What's so great about neuroscience?


Last weekend I attended the annual meeting of the Society for Neuroscience in Chicago.  I got to stay with Graceheart, which was good because I needed the support, and she’s a pro at support, especially when it involves letting me feel yucky feelings.  Yucky feelings there were a-plenty. 

Right now I feel stuck.  The projects that I’ve worked on up until now, that I’m presently trying to finish up aren’t compelling to me.  When I look at them, I think something like, “Why would anybody want to devote part of their life to understanding THAT?”  Those projects are taking up most of my mental bandwidth right now.  The research that I’m more interested in right now, that I could see myself working on in a post doc, is not what I’ve been spending most of my time thinking about over the last month.  I was describing this to Graceheart’s flatmate, when she asked me why I got into this field in the first place.  I could not think of any compelling reason.  This is what I find most disheartening: being at a conference with 28,000 other people who think that neuroscience is the most amazing thing under the sun.  I do not think that neuroscience is the most amazing thing under the sun.  To be fair, I know that I’ve been on a downswing in my mood (I’ve got a bi-polar mood disorder, which means that I get depressed and also more than just ‘un-depressed’.).  So I’m trying not to buy into these feelings of carelessness too heavily.  Nevertheless, I have a hard time not interpreting the contrast, which is So High, between how I feel and the energy I’m getting from so many other people as a message about my fitness to be a scientist.  

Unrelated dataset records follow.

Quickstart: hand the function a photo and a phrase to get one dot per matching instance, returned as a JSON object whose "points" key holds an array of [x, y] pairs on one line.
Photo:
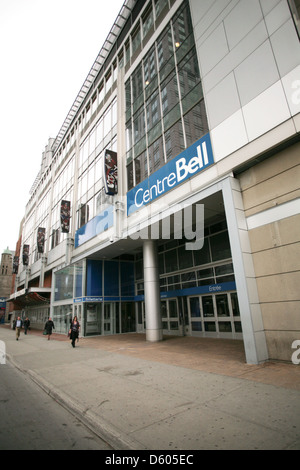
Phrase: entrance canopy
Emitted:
{"points": [[31, 297]]}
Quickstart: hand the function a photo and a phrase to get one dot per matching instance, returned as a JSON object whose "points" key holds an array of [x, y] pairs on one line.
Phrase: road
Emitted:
{"points": [[31, 420]]}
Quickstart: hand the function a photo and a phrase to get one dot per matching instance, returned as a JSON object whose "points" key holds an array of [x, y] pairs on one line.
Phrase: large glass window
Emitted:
{"points": [[165, 111]]}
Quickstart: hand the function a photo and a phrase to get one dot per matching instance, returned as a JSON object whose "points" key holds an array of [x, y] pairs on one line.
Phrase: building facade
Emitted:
{"points": [[6, 269], [169, 201]]}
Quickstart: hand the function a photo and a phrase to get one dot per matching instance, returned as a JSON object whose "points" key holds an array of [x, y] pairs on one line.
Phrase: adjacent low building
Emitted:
{"points": [[169, 201]]}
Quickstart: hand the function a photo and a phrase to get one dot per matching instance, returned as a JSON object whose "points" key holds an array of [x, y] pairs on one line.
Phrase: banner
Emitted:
{"points": [[41, 239], [110, 172], [16, 265], [25, 255], [65, 214]]}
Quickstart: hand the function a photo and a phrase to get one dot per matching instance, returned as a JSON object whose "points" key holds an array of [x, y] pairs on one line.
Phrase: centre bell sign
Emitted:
{"points": [[188, 163]]}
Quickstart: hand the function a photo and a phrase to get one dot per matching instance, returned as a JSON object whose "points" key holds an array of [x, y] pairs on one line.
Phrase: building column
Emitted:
{"points": [[152, 292], [251, 318]]}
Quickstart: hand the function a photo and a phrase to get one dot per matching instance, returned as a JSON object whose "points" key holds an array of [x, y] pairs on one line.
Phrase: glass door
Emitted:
{"points": [[170, 316], [108, 318], [215, 315]]}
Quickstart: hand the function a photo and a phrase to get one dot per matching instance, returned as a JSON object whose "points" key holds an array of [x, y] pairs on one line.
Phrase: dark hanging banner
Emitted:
{"points": [[110, 172], [16, 265], [41, 239], [25, 255], [65, 214]]}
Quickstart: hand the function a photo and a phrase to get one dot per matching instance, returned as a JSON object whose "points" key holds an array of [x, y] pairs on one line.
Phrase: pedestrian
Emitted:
{"points": [[48, 327], [26, 325], [74, 330], [18, 328]]}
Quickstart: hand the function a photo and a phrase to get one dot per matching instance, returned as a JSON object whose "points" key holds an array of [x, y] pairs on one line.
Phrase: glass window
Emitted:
{"points": [[195, 122], [141, 167], [185, 257], [171, 261], [150, 72], [153, 111], [182, 26], [166, 61], [139, 125], [235, 304], [130, 176], [225, 327], [156, 155], [136, 39], [173, 309], [210, 327], [195, 307], [207, 306], [159, 6], [174, 140], [137, 88], [202, 256], [222, 305], [196, 326], [147, 20], [64, 284]]}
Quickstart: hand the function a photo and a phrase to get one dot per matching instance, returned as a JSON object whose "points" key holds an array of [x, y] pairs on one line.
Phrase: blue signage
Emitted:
{"points": [[188, 163]]}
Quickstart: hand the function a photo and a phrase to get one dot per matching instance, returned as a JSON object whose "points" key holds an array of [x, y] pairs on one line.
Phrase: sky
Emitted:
{"points": [[47, 48]]}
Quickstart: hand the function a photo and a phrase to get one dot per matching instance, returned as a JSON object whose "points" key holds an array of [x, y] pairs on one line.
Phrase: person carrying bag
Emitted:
{"points": [[74, 331]]}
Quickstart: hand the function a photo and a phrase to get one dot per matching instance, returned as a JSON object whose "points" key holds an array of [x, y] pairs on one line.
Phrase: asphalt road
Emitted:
{"points": [[32, 420]]}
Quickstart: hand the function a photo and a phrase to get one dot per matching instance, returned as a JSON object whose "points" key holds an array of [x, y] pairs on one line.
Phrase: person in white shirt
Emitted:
{"points": [[18, 328]]}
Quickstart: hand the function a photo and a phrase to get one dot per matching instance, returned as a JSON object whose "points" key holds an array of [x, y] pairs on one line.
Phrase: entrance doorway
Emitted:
{"points": [[170, 316], [109, 318], [215, 315]]}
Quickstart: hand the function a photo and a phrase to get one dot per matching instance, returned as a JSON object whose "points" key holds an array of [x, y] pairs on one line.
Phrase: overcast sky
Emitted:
{"points": [[47, 49]]}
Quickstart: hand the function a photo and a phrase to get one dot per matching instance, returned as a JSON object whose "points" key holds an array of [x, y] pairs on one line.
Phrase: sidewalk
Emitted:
{"points": [[180, 394]]}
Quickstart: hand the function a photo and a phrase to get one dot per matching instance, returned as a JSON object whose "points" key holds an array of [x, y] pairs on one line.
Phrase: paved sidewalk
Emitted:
{"points": [[179, 394]]}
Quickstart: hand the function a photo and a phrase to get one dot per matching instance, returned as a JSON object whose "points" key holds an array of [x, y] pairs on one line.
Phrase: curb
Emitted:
{"points": [[103, 430]]}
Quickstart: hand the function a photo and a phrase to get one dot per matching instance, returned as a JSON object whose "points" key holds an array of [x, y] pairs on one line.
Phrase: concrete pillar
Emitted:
{"points": [[152, 292], [251, 318]]}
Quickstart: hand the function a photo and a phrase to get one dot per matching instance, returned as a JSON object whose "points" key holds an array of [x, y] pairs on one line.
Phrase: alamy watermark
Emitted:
{"points": [[2, 353], [178, 222]]}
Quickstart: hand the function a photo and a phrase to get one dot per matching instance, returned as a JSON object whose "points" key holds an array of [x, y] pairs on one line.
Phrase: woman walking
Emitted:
{"points": [[48, 327], [74, 330]]}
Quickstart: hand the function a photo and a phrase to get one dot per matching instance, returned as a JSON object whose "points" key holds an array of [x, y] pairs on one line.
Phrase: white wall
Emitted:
{"points": [[249, 57]]}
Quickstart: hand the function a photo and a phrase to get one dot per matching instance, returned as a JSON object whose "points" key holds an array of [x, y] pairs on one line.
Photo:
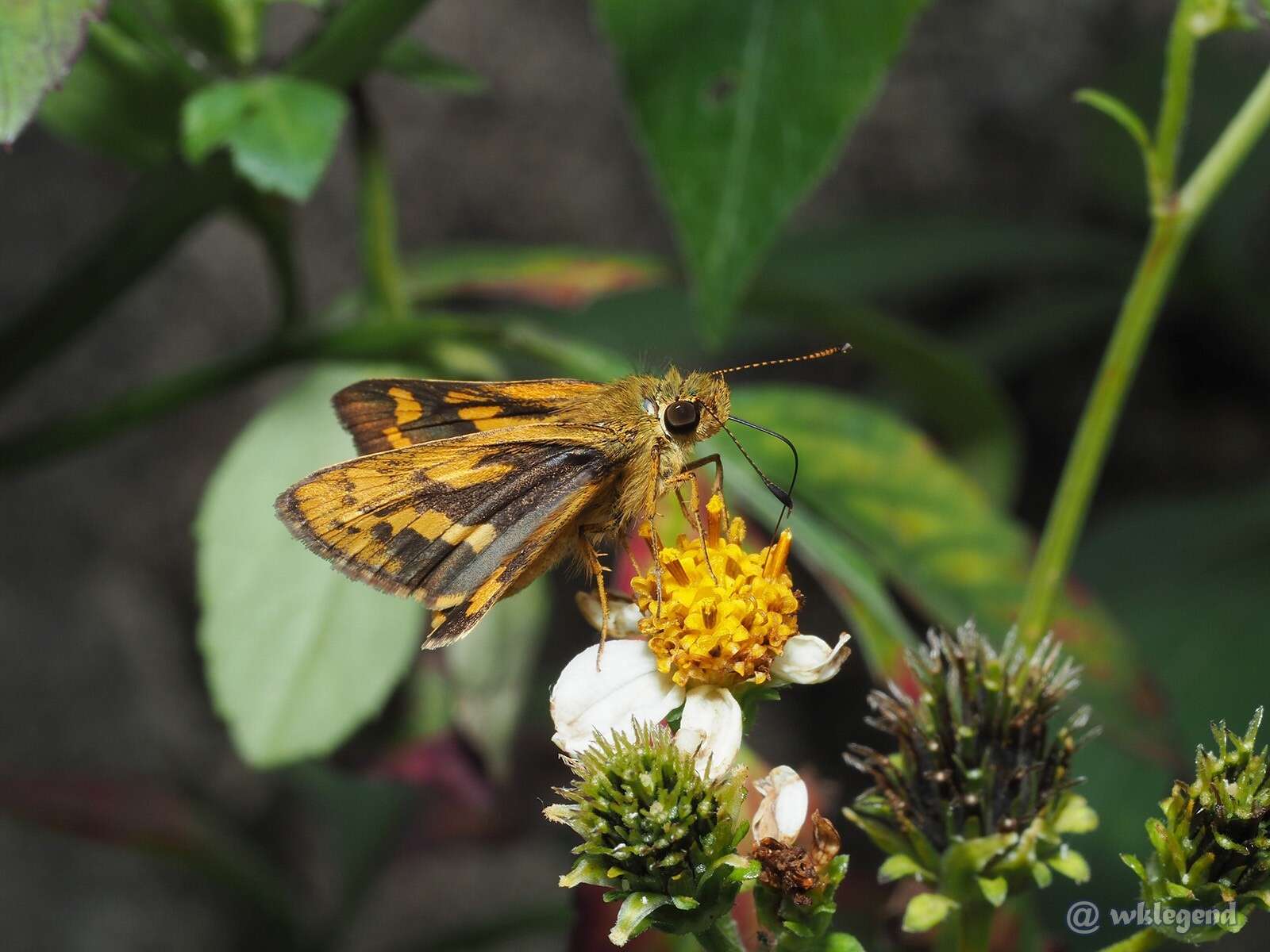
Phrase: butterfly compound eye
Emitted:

As I write that it occurs to me that I’m judging my worth or potential as a scientist based upon feeling like I belong among other scientists.  Something that I value about myself (when I’m not busy being insecure about it), is that I don’t see things the way many other people do.  From that perspective, my divergence from the norms of scientific culture is what qualifies me to contribute to the field.  That’s hard to sell to other people, especially those doing the hiring and funding, in a field that is sometimes obstinately conservative.  But I’m not so much looking for what to tell other people.  I’m trying to understand my internal motivation for pursuing this arduous path of training.

In the Shambhala tradition we have a mnemonic/pedagogical device called 'threefold logic’, which can be broken down as either, ground-path-fruition or view-practice-action.  There's a sort of progression from subtle principle to overt manifestation.  As an example, let’s say you’d like to do an oil painting.  You have the feeling or concept that you’d like to express, which is the view, then you have your plan for the composition, which is the practice, and you have the actual execution, applying paint to the canvas, which is the action.  Let me be the first to say that I am pretty new as a generator of threefold logics, though I’ve been studying them in various forms for about 4 years now.  I feel like right now, I’m trying to articulate the view of my life as a scientist.  My sense is that there is a view implicit in the field of neuroscience, which is not the view that I personally am basing my life on.  The view of the field seems to be that the world is a hostile and confusing place and that as a scientist you need to prove yourself competent, innovative and insightful.  It’s a culture of constantly proving yourself worthy; any mistake or shortcoming could reveal your unworthiness.  Doubt, in general, doesn’t have to be justified, it’s the sensible default.  The view that I’m trying to hold is that the world is an accommodating place, actually completely sacred, and that I already have all everything I need to be successful at the most basic level.  All that’s left for me to do is trust that completeness.  

That view of basic completeness rings true for me, but questions arise as well.  Scientists can be and have been wrong in the past about a lot of things.  Doesn’t that mean that we need to work hard to be ‘less wrong’?  If I’m already complete, why do I need to go through this rigorous training process?  Some people try to become scientists and fail.  If they had everything that they needed, why didn’t they succeed?  If skepticism is in the fabric of doing science, how can I hold a view that I’m inherently trustworthy?